Interesting Fact: Mondrian loved jazz and dancing, although not everyone was impressed with his skill on the dance floor. Miriam Gabo, wife of Naum Gabo, said that Mondrian “was a terrible dancer… We had to take turns dancing with him.”

William Morris’s Vital Villa

Exterior of William Morris Gallery, as seen from Google Street View.

Exterior of William Morris Gallery, as seen from Google Street View.

What: The Georgian villa where the future Arts and Crafts guru was raised is now a museum stuffed to the gills with William Morris designs, the world’s most thorough collection (you can also wander around inside, here and here). The exterior shows the opulent lifestyle that incubated the future radical.

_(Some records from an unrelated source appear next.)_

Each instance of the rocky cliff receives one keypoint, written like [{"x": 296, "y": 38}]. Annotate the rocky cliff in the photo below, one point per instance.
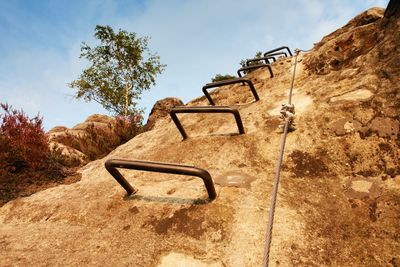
[{"x": 339, "y": 200}]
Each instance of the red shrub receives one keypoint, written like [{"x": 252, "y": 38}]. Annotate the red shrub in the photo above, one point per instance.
[{"x": 23, "y": 141}]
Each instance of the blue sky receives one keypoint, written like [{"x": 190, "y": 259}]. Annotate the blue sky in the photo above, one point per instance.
[{"x": 40, "y": 43}]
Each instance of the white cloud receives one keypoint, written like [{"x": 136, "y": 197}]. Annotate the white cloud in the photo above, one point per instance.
[{"x": 196, "y": 39}]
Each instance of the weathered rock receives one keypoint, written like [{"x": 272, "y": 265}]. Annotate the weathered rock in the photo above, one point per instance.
[
  {"x": 85, "y": 141},
  {"x": 339, "y": 198},
  {"x": 160, "y": 110}
]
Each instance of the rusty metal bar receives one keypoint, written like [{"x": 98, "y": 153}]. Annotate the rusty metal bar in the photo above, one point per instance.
[
  {"x": 253, "y": 67},
  {"x": 204, "y": 109},
  {"x": 277, "y": 49},
  {"x": 275, "y": 54},
  {"x": 112, "y": 164},
  {"x": 227, "y": 82},
  {"x": 266, "y": 59}
]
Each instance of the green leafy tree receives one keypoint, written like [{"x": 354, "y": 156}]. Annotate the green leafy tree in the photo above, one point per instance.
[
  {"x": 122, "y": 66},
  {"x": 220, "y": 77}
]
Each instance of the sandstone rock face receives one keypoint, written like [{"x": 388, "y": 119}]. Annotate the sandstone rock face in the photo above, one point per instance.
[
  {"x": 82, "y": 143},
  {"x": 161, "y": 109},
  {"x": 339, "y": 196}
]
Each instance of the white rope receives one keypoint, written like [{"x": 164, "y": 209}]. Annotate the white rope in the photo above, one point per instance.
[{"x": 287, "y": 113}]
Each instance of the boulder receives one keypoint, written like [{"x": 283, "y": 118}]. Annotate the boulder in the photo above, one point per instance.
[{"x": 160, "y": 110}]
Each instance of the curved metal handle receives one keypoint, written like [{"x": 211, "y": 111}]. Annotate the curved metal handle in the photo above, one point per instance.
[
  {"x": 227, "y": 82},
  {"x": 253, "y": 67},
  {"x": 277, "y": 49},
  {"x": 112, "y": 164},
  {"x": 206, "y": 109}
]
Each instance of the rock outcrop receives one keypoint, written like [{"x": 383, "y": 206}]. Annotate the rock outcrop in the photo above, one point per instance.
[
  {"x": 339, "y": 197},
  {"x": 86, "y": 141},
  {"x": 160, "y": 110}
]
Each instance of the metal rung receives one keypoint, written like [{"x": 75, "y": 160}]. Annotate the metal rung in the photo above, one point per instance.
[
  {"x": 204, "y": 109},
  {"x": 266, "y": 59},
  {"x": 277, "y": 49},
  {"x": 253, "y": 67},
  {"x": 227, "y": 82},
  {"x": 112, "y": 164}
]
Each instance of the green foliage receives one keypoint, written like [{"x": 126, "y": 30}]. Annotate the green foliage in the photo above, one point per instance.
[
  {"x": 259, "y": 54},
  {"x": 220, "y": 77},
  {"x": 121, "y": 68}
]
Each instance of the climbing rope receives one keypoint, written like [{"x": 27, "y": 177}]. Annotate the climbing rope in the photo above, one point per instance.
[{"x": 287, "y": 114}]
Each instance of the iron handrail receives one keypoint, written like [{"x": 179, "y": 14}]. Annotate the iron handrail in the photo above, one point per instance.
[
  {"x": 253, "y": 67},
  {"x": 112, "y": 164},
  {"x": 227, "y": 82},
  {"x": 266, "y": 60},
  {"x": 205, "y": 109},
  {"x": 277, "y": 49}
]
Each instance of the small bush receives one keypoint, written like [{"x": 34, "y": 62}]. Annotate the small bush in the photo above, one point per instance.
[
  {"x": 23, "y": 141},
  {"x": 259, "y": 54},
  {"x": 220, "y": 77},
  {"x": 98, "y": 141}
]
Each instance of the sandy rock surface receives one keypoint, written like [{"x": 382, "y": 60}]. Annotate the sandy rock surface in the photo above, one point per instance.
[{"x": 338, "y": 201}]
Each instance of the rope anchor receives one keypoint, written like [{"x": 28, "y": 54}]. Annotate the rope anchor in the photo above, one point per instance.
[{"x": 287, "y": 115}]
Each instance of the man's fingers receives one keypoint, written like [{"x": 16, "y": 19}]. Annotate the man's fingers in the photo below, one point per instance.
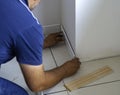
[
  {"x": 59, "y": 39},
  {"x": 58, "y": 34}
]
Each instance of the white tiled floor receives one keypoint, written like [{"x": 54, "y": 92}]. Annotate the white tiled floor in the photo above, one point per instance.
[
  {"x": 56, "y": 56},
  {"x": 108, "y": 85}
]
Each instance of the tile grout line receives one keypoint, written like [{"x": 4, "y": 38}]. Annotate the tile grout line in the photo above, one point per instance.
[
  {"x": 85, "y": 87},
  {"x": 101, "y": 84},
  {"x": 56, "y": 92}
]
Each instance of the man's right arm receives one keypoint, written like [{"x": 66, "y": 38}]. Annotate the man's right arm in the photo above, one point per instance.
[{"x": 38, "y": 80}]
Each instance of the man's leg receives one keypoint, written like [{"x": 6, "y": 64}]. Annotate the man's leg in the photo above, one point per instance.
[{"x": 9, "y": 88}]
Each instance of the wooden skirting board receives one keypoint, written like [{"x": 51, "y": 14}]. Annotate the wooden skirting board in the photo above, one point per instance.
[{"x": 91, "y": 77}]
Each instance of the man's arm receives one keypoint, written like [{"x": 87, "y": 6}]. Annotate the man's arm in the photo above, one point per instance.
[{"x": 38, "y": 79}]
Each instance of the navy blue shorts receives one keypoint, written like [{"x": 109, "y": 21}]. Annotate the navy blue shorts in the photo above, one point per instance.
[{"x": 9, "y": 88}]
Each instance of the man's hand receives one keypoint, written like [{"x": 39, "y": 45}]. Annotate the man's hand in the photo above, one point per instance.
[
  {"x": 53, "y": 39},
  {"x": 71, "y": 67}
]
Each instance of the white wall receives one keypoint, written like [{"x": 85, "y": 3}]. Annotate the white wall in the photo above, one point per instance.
[
  {"x": 97, "y": 28},
  {"x": 48, "y": 13},
  {"x": 68, "y": 19}
]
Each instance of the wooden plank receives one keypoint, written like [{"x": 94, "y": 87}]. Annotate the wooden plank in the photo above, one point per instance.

Where: Lloyd Park, Forest Road, Walthamstow, London, United Kingdom, E17 4PP

Interesting Fact: Nearby in Lloyd Park, a click of Street View plunges you into a crowd captured with their eyes raised in awe at a light show from a recent festival. Would Morris, who looked back to the crafts of the Middle Ages as a model, have liked the high-tech display? Hard to say, but it’s a nice surprise nevertheless.

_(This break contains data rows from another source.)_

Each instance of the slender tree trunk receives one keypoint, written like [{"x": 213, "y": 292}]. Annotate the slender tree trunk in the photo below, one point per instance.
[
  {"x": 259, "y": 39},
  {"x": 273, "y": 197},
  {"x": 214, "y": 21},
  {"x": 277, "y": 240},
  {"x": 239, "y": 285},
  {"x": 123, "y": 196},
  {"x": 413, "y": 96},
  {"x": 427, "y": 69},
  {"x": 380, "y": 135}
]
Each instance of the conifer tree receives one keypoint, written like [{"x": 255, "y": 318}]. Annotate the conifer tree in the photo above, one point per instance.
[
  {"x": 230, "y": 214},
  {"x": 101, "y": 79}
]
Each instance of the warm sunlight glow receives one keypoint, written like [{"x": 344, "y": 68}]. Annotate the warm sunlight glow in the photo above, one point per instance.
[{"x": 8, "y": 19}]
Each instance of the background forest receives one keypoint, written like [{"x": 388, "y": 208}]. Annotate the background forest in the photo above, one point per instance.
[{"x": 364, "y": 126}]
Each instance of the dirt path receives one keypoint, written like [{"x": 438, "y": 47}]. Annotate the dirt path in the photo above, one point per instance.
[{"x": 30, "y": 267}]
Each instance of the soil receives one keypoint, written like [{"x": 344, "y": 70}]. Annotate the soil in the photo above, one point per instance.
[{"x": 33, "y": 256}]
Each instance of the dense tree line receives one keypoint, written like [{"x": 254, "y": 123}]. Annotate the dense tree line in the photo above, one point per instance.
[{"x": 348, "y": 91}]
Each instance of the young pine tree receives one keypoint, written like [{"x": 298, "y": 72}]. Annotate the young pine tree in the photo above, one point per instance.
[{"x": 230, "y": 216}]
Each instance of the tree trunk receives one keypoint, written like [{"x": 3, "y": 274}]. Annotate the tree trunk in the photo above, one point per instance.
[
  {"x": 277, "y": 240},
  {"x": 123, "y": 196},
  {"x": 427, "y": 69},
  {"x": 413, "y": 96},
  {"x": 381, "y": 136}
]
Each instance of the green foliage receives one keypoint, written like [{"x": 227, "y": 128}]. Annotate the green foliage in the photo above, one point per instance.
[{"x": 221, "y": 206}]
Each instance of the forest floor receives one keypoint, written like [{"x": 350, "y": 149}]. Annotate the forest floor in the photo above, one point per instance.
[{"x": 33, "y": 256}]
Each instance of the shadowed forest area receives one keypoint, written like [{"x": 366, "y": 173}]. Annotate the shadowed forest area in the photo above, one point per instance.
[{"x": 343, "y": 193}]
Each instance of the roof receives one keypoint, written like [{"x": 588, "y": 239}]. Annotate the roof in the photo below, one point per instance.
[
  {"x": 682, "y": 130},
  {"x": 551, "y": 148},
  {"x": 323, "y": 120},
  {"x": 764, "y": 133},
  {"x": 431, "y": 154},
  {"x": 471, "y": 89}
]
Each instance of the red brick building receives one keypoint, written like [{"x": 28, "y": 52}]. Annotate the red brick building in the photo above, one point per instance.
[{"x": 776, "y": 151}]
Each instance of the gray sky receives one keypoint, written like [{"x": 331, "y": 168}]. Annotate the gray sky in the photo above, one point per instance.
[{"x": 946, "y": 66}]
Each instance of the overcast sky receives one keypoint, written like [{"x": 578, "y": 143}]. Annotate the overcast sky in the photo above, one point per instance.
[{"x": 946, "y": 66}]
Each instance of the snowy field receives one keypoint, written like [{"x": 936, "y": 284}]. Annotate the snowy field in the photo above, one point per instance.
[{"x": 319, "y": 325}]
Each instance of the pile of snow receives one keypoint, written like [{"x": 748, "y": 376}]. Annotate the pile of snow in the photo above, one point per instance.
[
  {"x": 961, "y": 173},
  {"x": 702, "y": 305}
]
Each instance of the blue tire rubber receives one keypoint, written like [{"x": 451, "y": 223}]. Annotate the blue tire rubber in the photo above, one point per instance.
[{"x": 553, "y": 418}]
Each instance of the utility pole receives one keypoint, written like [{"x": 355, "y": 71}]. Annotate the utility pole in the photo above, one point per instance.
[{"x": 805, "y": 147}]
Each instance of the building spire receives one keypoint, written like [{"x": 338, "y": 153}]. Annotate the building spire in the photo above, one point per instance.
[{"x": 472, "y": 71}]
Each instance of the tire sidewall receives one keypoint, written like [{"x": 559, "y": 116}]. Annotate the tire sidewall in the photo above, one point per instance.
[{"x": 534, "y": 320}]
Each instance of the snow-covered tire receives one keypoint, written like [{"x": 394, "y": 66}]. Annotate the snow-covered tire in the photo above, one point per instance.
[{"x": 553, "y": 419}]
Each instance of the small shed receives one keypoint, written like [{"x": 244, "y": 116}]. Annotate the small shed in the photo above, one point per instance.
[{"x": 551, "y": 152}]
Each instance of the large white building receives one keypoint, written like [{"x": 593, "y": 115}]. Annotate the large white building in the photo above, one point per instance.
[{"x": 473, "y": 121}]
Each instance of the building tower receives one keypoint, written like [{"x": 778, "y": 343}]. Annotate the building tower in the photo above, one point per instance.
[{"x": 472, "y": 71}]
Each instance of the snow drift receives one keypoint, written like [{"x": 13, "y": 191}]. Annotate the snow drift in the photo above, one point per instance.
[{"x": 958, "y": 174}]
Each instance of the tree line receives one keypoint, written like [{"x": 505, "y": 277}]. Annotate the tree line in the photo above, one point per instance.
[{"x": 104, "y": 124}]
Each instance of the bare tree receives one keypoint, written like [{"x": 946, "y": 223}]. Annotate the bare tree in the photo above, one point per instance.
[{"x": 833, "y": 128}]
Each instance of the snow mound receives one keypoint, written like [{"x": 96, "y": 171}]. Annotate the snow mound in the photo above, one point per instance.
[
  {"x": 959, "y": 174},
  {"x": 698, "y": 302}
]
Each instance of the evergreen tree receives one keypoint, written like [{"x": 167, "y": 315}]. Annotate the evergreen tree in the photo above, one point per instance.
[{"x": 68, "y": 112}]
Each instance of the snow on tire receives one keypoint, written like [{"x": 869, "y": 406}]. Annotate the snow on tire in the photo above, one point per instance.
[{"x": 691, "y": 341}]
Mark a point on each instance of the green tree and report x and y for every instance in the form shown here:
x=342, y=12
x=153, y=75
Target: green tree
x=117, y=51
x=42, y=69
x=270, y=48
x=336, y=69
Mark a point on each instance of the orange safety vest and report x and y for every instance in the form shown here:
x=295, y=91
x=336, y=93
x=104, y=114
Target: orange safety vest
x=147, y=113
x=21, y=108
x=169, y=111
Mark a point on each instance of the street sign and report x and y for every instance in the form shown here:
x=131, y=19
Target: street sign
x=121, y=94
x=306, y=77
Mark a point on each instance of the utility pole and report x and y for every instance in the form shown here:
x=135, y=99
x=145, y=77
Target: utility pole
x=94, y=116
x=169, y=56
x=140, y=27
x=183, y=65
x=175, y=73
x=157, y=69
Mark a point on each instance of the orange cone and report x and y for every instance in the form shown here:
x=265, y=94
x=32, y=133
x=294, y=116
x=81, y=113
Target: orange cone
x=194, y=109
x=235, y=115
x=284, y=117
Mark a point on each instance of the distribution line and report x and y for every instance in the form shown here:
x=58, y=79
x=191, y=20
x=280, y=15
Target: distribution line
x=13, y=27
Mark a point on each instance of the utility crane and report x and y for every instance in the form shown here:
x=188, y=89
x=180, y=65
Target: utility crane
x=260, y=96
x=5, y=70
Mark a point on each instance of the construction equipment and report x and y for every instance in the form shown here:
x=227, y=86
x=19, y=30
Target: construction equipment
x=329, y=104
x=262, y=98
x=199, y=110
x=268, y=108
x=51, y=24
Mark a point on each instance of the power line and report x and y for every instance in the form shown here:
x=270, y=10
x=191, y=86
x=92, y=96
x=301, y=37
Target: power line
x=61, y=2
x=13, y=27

Rembrandt van Rijn’s Hapless Home

Rembrandt's house and workshop in Amsterdam, as seen in Google Street View.

Rembrandt’s house and workshop in Amsterdam, as seen in Google Street View.

What: The quintessential Dutch Old Master, Rembrandt van Rijn, lived and worked in this building in central Amsterdam for 20 years. Now a popular museum, its interior has been meticulously restored with objects and furniture to look and feel as it did in the 17th century. You can see where he created many of his most famous paintings, including the Night Watch (1642).

Where: Jodenbreestraat 4, 1011 NK Amsterdam, Netherlands

Interesting Fact: Rembrandt could not keep up with his mortgage payments on this building. Although he had to move when he was declared bankrupt in 1656, the artist kept making money from his art without the proceeds falling into the hands of his creditors thanks to his canny mistress mistress Hendrickje Stoffels.